Le géant japonais de l’électronique Panasonic a annoncé jeudi la suspension de ses transactions avec le groupe chinois Huawei, placé sur une liste noire par Washington qui l’accuse de contribuer aux activités d’espionnage de Pékin. La décision de Washington de placer Huawei sur liste noire provoque un effet domino: plusieurs géants japonais et britanniques des télécoms ont annoncé qu’ils allaient couper pour l’heure leur lien avec le fabricant chinois de smartphones. « Nous avons arrêté nos transactions avec Huawei et ses 68 sociétés affiliées qui sont soumises à l’interdiction du gouvernement américain », a déclaré à l’AFP Joe Flynn, un porte-parole du groupe nippon, qui fournit des « composants électroniques » à Huawei.
Quelques heures plus tôt, les opérateurs nippons KDDI et SoftBank Corp avaient dit reporter le lancement de nouveaux modèles pour évaluer l’impact des sanctions américaines.
Le pionnier NTT Docomo a également indiqué « stopper les commandes » d’un téléphone Huawei qu’il prévoyait de lancer cet été, sans pour autant préciser s’il différait ou non sa commercialisation.
Le président Donald Trump a décidé la semaine dernière de bannir les exportations de produits technologiques américains vers certaines entreprises jugées « à risque », franchissant une nouvelle étape dans l’offensive tous azimuts engagée contre la Chine, dans un contexte de guerre commerciale et de rivalité technologique.

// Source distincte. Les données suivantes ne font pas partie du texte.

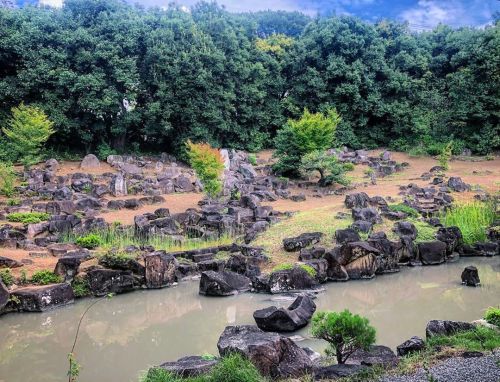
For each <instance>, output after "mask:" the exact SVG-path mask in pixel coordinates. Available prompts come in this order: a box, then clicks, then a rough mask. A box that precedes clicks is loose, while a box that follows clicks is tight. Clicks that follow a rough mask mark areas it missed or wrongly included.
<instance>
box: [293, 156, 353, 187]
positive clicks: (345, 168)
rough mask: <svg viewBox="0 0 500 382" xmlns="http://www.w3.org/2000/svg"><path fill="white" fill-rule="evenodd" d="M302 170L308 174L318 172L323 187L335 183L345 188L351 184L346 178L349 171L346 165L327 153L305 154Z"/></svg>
mask: <svg viewBox="0 0 500 382" xmlns="http://www.w3.org/2000/svg"><path fill="white" fill-rule="evenodd" d="M300 169H301V170H302V171H303V172H305V173H306V174H309V173H312V172H315V171H317V172H318V173H319V176H320V178H319V182H318V183H319V184H320V185H322V186H326V185H330V184H333V183H338V184H342V185H344V186H347V185H348V184H349V180H348V179H347V178H346V177H345V173H346V171H347V170H346V167H345V165H344V164H342V163H340V162H339V161H338V159H337V158H336V157H335V156H334V155H330V154H328V153H327V152H326V151H313V152H310V153H308V154H305V155H304V156H303V157H302V160H301V163H300Z"/></svg>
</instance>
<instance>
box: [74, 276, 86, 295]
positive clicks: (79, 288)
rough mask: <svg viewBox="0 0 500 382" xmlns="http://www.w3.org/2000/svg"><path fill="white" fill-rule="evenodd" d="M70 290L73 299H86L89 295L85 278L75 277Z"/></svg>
mask: <svg viewBox="0 0 500 382" xmlns="http://www.w3.org/2000/svg"><path fill="white" fill-rule="evenodd" d="M71 288H73V293H74V295H75V297H86V296H89V295H90V286H89V283H88V281H87V279H86V278H83V277H79V276H77V277H75V278H74V279H73V281H72V282H71Z"/></svg>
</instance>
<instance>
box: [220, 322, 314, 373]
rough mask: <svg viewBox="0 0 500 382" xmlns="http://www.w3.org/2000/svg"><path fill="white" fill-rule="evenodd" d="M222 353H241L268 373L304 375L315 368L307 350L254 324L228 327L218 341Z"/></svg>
mask: <svg viewBox="0 0 500 382" xmlns="http://www.w3.org/2000/svg"><path fill="white" fill-rule="evenodd" d="M217 348H218V349H219V353H220V355H221V356H225V355H227V354H231V353H240V354H242V355H244V356H246V357H247V358H248V359H249V360H250V361H251V362H252V363H253V364H254V365H255V366H256V367H257V369H258V370H259V371H260V373H261V374H262V375H264V376H268V377H271V378H292V377H300V376H302V375H304V374H306V373H308V372H309V371H310V370H311V369H312V361H311V359H310V358H309V356H308V355H307V353H306V351H305V350H303V349H301V348H300V347H299V346H297V345H296V344H295V342H293V341H292V340H291V339H289V338H286V337H283V336H281V335H279V334H278V333H272V332H264V331H262V330H260V329H259V328H258V327H256V326H253V325H241V326H227V327H226V328H225V329H224V332H223V333H222V334H221V336H220V338H219V341H218V343H217Z"/></svg>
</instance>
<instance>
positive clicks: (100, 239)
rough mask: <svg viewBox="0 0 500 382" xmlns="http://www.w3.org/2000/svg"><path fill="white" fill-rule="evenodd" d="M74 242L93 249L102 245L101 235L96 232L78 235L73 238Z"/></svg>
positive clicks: (96, 247)
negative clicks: (75, 238) (79, 236)
mask: <svg viewBox="0 0 500 382" xmlns="http://www.w3.org/2000/svg"><path fill="white" fill-rule="evenodd" d="M75 244H76V245H79V246H80V247H83V248H87V249H95V248H97V247H99V246H100V245H102V240H101V237H100V236H99V235H98V234H96V233H89V234H88V235H85V236H80V237H78V238H77V239H76V240H75Z"/></svg>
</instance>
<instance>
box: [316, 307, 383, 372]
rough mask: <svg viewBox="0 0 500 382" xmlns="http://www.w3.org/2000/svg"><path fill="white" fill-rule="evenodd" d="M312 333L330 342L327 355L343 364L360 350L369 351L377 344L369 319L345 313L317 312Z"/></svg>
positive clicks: (374, 334) (316, 336) (320, 338)
mask: <svg viewBox="0 0 500 382" xmlns="http://www.w3.org/2000/svg"><path fill="white" fill-rule="evenodd" d="M311 333H312V335H313V336H314V337H316V338H320V339H323V340H325V341H327V342H328V344H329V347H328V348H327V350H326V353H327V354H332V355H335V357H336V358H337V363H339V364H343V363H345V361H347V359H348V358H349V357H350V356H351V354H352V353H354V352H355V351H356V350H358V349H365V350H366V349H368V348H369V347H370V346H371V345H373V344H374V343H375V333H376V332H375V328H373V327H372V326H371V325H370V322H369V321H368V319H367V318H364V317H361V316H359V315H357V314H352V313H351V312H350V311H348V310H347V309H346V310H344V311H343V312H340V313H338V312H317V313H315V314H314V316H313V319H312V329H311Z"/></svg>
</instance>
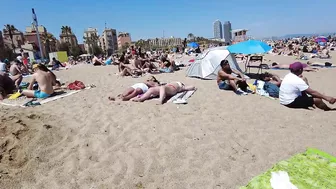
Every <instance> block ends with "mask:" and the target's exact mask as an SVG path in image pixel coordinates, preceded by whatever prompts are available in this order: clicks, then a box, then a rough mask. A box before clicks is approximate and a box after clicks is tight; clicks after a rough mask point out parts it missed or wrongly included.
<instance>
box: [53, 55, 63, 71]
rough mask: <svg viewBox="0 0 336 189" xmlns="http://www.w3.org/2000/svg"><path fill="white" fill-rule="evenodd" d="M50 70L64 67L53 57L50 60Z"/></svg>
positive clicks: (55, 69)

Dans son viseur, Huawei: Washington estime que le géant des télécoms menace sa sécurité nationale en raison de ses liens étroits avec le gouvernement chinois, des accusations que le groupe rejette.
Ces annonces représentent de nouveaux coups durs pour Huawei après l’annonce dimanche de Google: le mastodonte américain a fait savoir que son système Android, qui équipe l’immense majorité des téléphones dans le monde, n’équiperait plus les futurs smartphones du chinois.
« Le pire serait à terme une coupure totale de l’accès à la technologie américaine », a prévenu le cabinet de consultants Eurasia. Huawei « n’y survivrait probablement pas dans sa forme actuelle ».